I am challenged to think of a human emotion that is not in that story and journey.  On Friday there was darkness and desolation – a world that had fallen apart for those who had invested so much in that man, Jesus. It appeared to be a day of complete and forlorn failure. Yesterday was a day of empty waiting and not knowing.  Waiting – hanging around – not knowing – like so much of life that we find hard to cope with.

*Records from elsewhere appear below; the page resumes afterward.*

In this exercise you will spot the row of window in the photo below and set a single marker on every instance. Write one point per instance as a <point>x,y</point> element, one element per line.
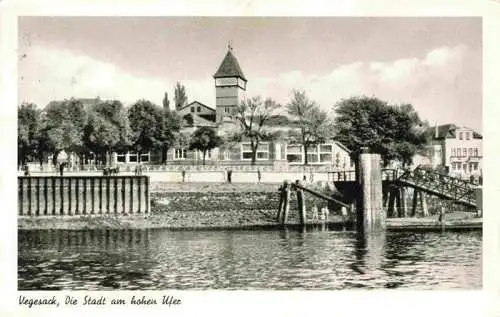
<point>457,166</point>
<point>461,152</point>
<point>464,135</point>
<point>293,154</point>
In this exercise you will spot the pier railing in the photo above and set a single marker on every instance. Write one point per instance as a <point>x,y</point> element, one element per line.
<point>83,195</point>
<point>350,176</point>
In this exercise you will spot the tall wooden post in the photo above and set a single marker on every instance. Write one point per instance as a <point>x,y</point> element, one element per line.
<point>414,203</point>
<point>441,217</point>
<point>371,215</point>
<point>423,203</point>
<point>404,203</point>
<point>281,204</point>
<point>301,204</point>
<point>392,200</point>
<point>21,191</point>
<point>286,202</point>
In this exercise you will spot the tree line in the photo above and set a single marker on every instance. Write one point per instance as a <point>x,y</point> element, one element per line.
<point>394,131</point>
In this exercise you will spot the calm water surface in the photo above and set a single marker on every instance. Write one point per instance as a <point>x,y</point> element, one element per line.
<point>242,259</point>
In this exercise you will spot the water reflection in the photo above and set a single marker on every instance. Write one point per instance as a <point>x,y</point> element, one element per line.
<point>290,258</point>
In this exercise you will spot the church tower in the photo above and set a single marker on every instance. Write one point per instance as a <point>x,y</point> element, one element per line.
<point>230,87</point>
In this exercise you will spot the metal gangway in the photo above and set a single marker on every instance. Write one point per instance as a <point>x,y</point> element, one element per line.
<point>440,185</point>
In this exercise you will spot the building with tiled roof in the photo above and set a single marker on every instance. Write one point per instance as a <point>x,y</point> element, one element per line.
<point>455,149</point>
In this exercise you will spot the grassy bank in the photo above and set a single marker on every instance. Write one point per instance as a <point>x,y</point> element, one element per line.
<point>208,205</point>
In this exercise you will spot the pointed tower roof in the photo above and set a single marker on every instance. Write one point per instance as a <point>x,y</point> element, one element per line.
<point>229,67</point>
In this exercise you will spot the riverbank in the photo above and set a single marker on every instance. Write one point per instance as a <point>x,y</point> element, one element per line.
<point>190,206</point>
<point>258,219</point>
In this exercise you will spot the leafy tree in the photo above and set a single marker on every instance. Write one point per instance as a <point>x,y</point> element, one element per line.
<point>107,128</point>
<point>395,132</point>
<point>171,124</point>
<point>180,96</point>
<point>313,123</point>
<point>146,122</point>
<point>204,139</point>
<point>28,129</point>
<point>166,102</point>
<point>63,127</point>
<point>253,114</point>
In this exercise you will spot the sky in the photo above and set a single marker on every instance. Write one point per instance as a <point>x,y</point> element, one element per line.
<point>435,64</point>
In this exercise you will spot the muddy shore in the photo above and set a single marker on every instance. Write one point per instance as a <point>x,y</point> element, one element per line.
<point>184,206</point>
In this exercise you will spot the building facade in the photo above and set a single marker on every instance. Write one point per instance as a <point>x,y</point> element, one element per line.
<point>457,150</point>
<point>230,89</point>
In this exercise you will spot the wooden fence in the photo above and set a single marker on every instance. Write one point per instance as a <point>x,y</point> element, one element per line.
<point>83,195</point>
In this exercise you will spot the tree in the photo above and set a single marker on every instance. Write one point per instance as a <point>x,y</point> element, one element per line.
<point>146,122</point>
<point>171,124</point>
<point>180,96</point>
<point>63,127</point>
<point>166,102</point>
<point>253,115</point>
<point>313,123</point>
<point>107,128</point>
<point>28,130</point>
<point>395,132</point>
<point>204,139</point>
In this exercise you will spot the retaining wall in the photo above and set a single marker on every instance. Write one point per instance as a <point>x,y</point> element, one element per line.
<point>83,195</point>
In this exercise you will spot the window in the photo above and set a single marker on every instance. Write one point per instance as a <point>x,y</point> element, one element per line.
<point>294,153</point>
<point>145,157</point>
<point>180,154</point>
<point>120,158</point>
<point>132,157</point>
<point>325,154</point>
<point>208,154</point>
<point>261,154</point>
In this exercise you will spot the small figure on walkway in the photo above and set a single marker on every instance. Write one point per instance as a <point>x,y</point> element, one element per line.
<point>138,170</point>
<point>26,170</point>
<point>314,212</point>
<point>61,169</point>
<point>324,214</point>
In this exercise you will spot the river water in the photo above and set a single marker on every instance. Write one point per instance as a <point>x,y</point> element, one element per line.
<point>243,259</point>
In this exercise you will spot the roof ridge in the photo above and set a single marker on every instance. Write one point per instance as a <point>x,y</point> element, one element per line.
<point>229,67</point>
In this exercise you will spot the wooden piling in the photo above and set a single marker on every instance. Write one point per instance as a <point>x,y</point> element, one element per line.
<point>371,214</point>
<point>281,204</point>
<point>301,204</point>
<point>442,217</point>
<point>404,203</point>
<point>392,200</point>
<point>343,211</point>
<point>423,203</point>
<point>20,193</point>
<point>415,203</point>
<point>286,202</point>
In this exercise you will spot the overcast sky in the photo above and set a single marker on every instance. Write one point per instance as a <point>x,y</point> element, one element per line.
<point>433,63</point>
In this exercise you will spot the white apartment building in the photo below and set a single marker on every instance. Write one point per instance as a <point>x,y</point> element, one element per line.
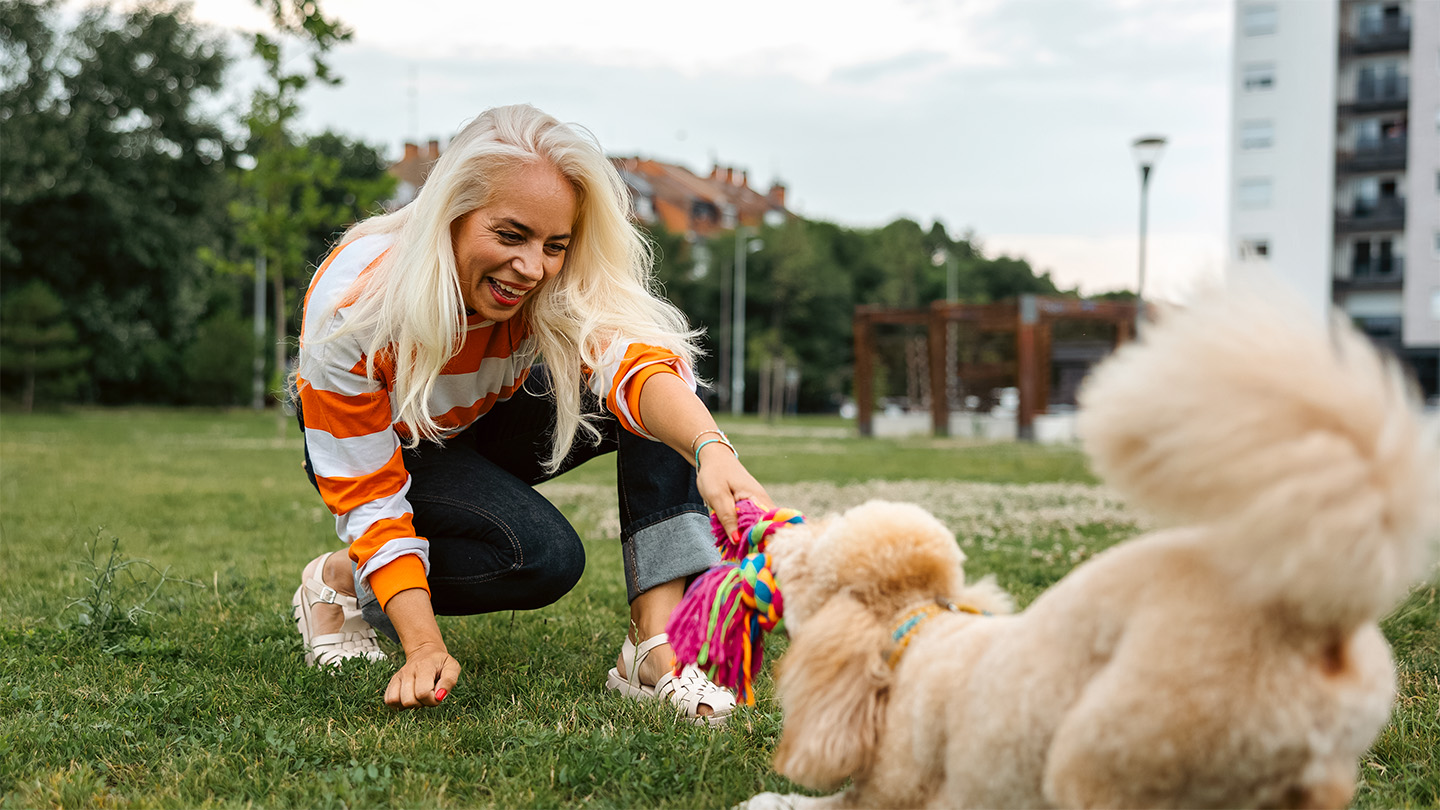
<point>1335,162</point>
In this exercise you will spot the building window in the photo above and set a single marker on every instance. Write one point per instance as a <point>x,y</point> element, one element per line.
<point>1256,134</point>
<point>1254,192</point>
<point>1257,77</point>
<point>1254,248</point>
<point>1259,19</point>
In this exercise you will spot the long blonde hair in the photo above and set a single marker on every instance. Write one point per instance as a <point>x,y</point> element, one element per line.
<point>411,303</point>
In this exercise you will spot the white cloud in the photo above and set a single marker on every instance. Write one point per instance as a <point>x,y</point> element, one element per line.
<point>1008,117</point>
<point>1177,264</point>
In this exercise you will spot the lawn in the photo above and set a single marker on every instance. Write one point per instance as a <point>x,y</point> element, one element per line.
<point>199,698</point>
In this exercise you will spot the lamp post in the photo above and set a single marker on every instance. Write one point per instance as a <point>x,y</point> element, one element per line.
<point>1146,153</point>
<point>743,245</point>
<point>952,294</point>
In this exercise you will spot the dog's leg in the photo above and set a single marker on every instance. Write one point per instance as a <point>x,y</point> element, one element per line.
<point>792,802</point>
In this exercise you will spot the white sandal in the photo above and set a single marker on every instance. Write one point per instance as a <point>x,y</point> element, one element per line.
<point>356,637</point>
<point>687,691</point>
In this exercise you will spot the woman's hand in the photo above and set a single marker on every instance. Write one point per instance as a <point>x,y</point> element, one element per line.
<point>428,675</point>
<point>723,480</point>
<point>429,672</point>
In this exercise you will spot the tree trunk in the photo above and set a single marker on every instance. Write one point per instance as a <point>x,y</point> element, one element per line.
<point>28,398</point>
<point>281,355</point>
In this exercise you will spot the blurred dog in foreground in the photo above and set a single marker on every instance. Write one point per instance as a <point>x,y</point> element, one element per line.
<point>1229,660</point>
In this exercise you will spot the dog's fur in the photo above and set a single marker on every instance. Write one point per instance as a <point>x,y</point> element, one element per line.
<point>1231,660</point>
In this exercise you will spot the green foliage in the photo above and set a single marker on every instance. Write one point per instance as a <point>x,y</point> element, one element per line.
<point>805,281</point>
<point>117,593</point>
<point>219,362</point>
<point>39,345</point>
<point>113,180</point>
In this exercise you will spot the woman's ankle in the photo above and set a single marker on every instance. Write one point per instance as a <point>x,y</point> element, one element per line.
<point>340,574</point>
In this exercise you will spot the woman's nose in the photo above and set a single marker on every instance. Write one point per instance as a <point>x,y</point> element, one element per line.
<point>530,264</point>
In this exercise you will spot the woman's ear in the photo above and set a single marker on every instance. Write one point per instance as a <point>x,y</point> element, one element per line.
<point>833,685</point>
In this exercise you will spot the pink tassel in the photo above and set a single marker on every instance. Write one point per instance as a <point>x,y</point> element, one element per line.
<point>689,624</point>
<point>733,548</point>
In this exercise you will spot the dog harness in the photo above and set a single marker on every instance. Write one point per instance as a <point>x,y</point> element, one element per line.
<point>912,621</point>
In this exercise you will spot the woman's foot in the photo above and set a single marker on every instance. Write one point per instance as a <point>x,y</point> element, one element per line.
<point>327,614</point>
<point>690,691</point>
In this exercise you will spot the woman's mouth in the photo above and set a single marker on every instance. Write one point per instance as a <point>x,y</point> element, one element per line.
<point>504,294</point>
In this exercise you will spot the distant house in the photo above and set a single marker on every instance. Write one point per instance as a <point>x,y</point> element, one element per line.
<point>684,202</point>
<point>673,196</point>
<point>411,172</point>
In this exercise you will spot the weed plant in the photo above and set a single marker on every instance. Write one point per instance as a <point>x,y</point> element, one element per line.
<point>186,688</point>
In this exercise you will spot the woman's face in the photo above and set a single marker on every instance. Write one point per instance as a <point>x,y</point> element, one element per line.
<point>504,251</point>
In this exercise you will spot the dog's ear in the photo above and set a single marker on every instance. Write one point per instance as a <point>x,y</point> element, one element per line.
<point>833,685</point>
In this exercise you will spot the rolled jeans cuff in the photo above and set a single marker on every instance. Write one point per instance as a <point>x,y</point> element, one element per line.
<point>671,548</point>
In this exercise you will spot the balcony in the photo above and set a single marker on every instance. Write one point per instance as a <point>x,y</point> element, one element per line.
<point>1377,154</point>
<point>1386,273</point>
<point>1387,214</point>
<point>1381,36</point>
<point>1378,94</point>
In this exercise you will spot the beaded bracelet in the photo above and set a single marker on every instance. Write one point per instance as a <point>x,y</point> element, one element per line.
<point>719,433</point>
<point>712,441</point>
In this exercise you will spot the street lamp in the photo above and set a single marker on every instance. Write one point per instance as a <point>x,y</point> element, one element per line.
<point>1146,153</point>
<point>743,245</point>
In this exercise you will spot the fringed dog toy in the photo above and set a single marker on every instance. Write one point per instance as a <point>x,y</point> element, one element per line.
<point>720,624</point>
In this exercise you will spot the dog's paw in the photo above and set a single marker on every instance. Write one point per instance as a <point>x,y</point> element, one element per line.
<point>775,802</point>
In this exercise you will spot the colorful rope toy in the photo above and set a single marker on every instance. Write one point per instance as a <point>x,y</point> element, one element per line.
<point>720,624</point>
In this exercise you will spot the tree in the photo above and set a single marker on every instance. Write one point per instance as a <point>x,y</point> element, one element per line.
<point>281,203</point>
<point>113,180</point>
<point>39,343</point>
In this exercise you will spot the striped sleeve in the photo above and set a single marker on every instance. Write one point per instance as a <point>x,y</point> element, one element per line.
<point>622,372</point>
<point>354,451</point>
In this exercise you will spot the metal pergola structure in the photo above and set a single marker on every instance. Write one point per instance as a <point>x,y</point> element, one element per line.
<point>1030,317</point>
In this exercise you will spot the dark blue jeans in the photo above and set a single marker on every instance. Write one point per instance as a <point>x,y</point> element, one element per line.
<point>497,544</point>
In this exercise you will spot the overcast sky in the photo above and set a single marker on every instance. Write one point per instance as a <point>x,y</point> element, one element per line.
<point>1011,118</point>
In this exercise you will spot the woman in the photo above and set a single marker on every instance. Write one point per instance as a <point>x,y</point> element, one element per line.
<point>426,424</point>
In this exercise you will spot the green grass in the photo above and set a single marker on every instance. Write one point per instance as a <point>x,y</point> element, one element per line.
<point>202,701</point>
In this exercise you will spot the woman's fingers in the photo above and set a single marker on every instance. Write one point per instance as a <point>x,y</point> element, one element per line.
<point>422,681</point>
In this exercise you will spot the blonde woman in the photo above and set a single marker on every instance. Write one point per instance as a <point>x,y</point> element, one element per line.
<point>493,333</point>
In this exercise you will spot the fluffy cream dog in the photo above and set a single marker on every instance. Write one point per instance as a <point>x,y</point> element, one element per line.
<point>1231,660</point>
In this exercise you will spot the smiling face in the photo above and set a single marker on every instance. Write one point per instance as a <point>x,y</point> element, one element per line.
<point>506,250</point>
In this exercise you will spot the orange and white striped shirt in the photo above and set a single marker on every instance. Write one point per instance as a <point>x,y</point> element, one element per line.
<point>353,435</point>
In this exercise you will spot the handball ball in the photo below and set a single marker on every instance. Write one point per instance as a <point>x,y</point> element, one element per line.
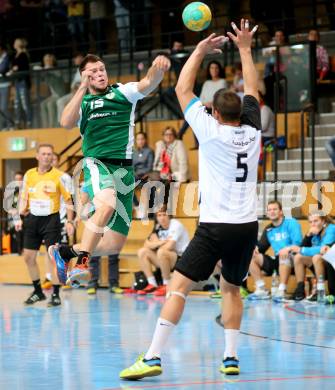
<point>197,16</point>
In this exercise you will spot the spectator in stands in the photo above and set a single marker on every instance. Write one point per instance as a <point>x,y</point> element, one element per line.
<point>238,83</point>
<point>56,85</point>
<point>22,83</point>
<point>215,81</point>
<point>16,237</point>
<point>322,56</point>
<point>282,234</point>
<point>143,159</point>
<point>63,101</point>
<point>75,18</point>
<point>321,232</point>
<point>161,249</point>
<point>267,119</point>
<point>171,160</point>
<point>4,88</point>
<point>113,274</point>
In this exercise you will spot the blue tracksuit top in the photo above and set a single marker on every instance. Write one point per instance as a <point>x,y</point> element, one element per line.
<point>312,245</point>
<point>279,237</point>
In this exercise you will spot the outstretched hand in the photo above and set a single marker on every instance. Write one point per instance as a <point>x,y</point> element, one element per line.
<point>212,44</point>
<point>243,37</point>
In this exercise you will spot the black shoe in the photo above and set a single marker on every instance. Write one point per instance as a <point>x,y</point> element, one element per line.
<point>35,297</point>
<point>54,301</point>
<point>298,295</point>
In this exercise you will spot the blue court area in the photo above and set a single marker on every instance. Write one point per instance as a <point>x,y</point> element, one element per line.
<point>85,343</point>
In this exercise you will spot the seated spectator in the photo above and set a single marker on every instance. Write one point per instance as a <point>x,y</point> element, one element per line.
<point>161,249</point>
<point>113,274</point>
<point>5,121</point>
<point>321,232</point>
<point>63,101</point>
<point>143,159</point>
<point>267,119</point>
<point>282,234</point>
<point>171,162</point>
<point>22,84</point>
<point>322,56</point>
<point>56,85</point>
<point>238,83</point>
<point>215,81</point>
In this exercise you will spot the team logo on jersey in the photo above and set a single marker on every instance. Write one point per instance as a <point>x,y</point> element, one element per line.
<point>110,95</point>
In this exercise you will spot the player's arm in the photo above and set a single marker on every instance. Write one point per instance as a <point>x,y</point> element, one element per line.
<point>243,40</point>
<point>187,77</point>
<point>70,115</point>
<point>154,76</point>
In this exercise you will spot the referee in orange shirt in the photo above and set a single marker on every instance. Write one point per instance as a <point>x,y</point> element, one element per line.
<point>42,190</point>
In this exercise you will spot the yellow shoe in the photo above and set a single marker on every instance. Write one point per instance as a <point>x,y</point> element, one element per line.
<point>230,366</point>
<point>91,291</point>
<point>142,368</point>
<point>116,290</point>
<point>46,285</point>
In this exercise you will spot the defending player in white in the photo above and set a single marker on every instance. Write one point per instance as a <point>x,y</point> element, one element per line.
<point>228,158</point>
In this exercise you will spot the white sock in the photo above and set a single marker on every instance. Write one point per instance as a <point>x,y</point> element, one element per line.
<point>152,281</point>
<point>231,336</point>
<point>260,284</point>
<point>162,333</point>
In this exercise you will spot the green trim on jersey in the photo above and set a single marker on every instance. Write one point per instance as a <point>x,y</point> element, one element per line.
<point>99,176</point>
<point>107,125</point>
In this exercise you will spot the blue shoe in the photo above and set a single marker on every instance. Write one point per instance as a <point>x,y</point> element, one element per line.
<point>61,265</point>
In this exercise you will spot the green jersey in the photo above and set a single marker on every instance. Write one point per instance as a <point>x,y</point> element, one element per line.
<point>107,122</point>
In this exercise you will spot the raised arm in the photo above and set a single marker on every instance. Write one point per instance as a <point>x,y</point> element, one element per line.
<point>154,76</point>
<point>187,77</point>
<point>243,40</point>
<point>70,115</point>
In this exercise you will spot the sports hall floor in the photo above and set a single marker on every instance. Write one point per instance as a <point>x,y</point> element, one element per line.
<point>87,341</point>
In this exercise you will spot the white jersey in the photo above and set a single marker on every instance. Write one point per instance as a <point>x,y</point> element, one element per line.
<point>228,161</point>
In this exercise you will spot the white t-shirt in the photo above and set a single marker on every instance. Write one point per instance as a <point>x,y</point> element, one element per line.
<point>228,161</point>
<point>209,88</point>
<point>177,233</point>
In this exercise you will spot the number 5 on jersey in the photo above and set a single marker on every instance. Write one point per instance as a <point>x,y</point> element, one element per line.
<point>242,165</point>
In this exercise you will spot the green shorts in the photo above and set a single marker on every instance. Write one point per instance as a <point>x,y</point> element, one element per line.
<point>101,175</point>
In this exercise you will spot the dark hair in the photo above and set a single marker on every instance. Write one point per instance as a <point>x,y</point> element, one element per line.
<point>227,104</point>
<point>222,73</point>
<point>89,58</point>
<point>275,202</point>
<point>172,129</point>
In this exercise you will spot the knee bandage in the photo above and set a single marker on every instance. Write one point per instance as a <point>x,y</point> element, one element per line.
<point>181,295</point>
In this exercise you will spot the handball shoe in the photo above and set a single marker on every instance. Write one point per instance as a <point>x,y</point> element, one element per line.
<point>142,368</point>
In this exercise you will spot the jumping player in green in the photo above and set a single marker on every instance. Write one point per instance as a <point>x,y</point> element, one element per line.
<point>106,119</point>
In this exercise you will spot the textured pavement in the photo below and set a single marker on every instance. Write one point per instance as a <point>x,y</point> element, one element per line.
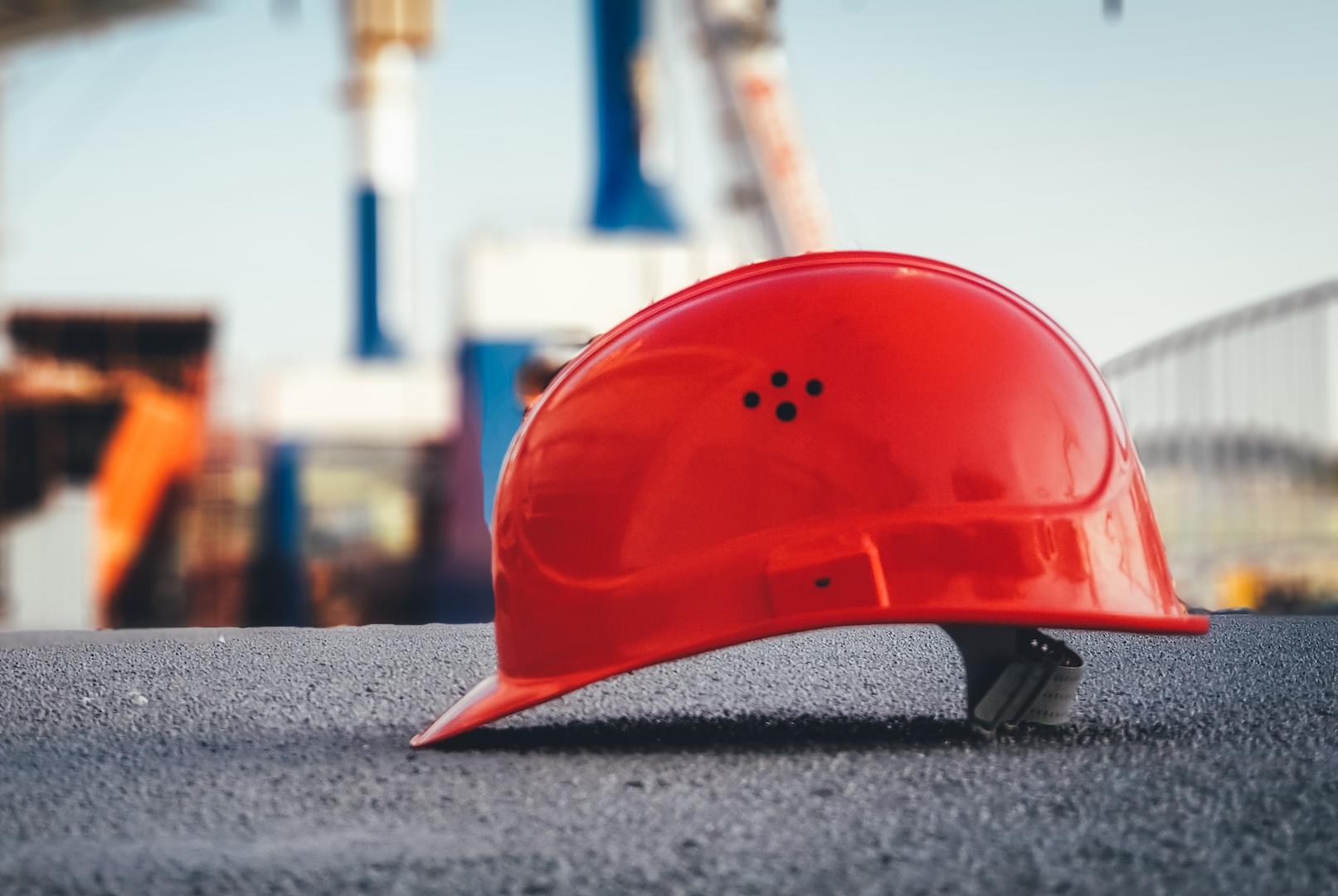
<point>829,762</point>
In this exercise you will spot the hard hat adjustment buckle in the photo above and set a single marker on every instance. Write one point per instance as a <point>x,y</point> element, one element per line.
<point>1016,675</point>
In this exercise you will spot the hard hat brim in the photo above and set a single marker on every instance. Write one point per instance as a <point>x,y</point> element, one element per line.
<point>497,697</point>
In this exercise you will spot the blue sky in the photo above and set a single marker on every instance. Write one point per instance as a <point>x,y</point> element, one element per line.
<point>1128,178</point>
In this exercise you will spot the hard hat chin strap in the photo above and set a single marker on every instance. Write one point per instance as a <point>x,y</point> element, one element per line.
<point>1016,675</point>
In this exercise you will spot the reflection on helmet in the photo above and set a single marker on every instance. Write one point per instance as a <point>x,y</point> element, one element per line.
<point>834,439</point>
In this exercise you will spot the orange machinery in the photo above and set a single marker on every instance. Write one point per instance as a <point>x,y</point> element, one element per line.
<point>148,372</point>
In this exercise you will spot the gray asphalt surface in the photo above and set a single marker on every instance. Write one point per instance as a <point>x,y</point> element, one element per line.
<point>829,762</point>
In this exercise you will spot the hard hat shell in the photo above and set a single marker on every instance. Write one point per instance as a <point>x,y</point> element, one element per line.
<point>823,441</point>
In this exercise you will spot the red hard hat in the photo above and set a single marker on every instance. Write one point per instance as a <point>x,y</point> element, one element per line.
<point>826,441</point>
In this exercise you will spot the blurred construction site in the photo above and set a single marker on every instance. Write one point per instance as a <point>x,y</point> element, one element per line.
<point>154,474</point>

And that brings us to today – early morning – the women trying to do the decent thing as soon as possible – faced with the totally unexpected.  Not knowing how to handle it.  They are perplexed, we are told, and terrified by whatever experience they had.. Not long afterwards, Peter came too, and he was amazed. But his response was very strange – he just headed home.  Very odd. So it is alright to come to Church on Easter Day ‘perplexed’.  That is part of faith too – or amazed. This is how it was explained to them by the messengers:

 ‘Why do you look for the living among the dead? He is not here, but has risen.Remember how he told you, while he was still in Galilee, that the Son of Man must be handed over to sinners, and be crucified, and on the third day rise again.’ (Luke 24.5b-7)

What we have here too in these short affirmations about the Easter faith seems very close to what Peter preached – we heard it in Acts – our first reading today – the earliest preaching of the Church:

‘You know the message he sent to the people of Israel, preaching peace by Jesus Christ—he is Lord of all. That message spread throughout Judea, beginning in Galilee after the baptism that John announced: how God anointed Jesus of Nazareth with the Holy Spirit and with power; how he went about doing good and healing all who were oppressed by the devil, for God was with him. We are witnesses to all that he did both in Judea and in Jerusalem. They put him to death by hanging him on a tree; but God raised him on the third day and allowed him to appear,…’ 

That’s the kernel of our faith that gives us joy and hope today.  Holy Week and Easter invite us to live the story and, to see in this story, not only the story of Jesus and those who were there, but our own story and emotions on our life journey too. And we are invited to come today at this healing high point of the story and to discover here the solidarity, love, joy and grace of God’s love for us.  

That is what empowers and  enables us to proclaim ‘Christ is risen!’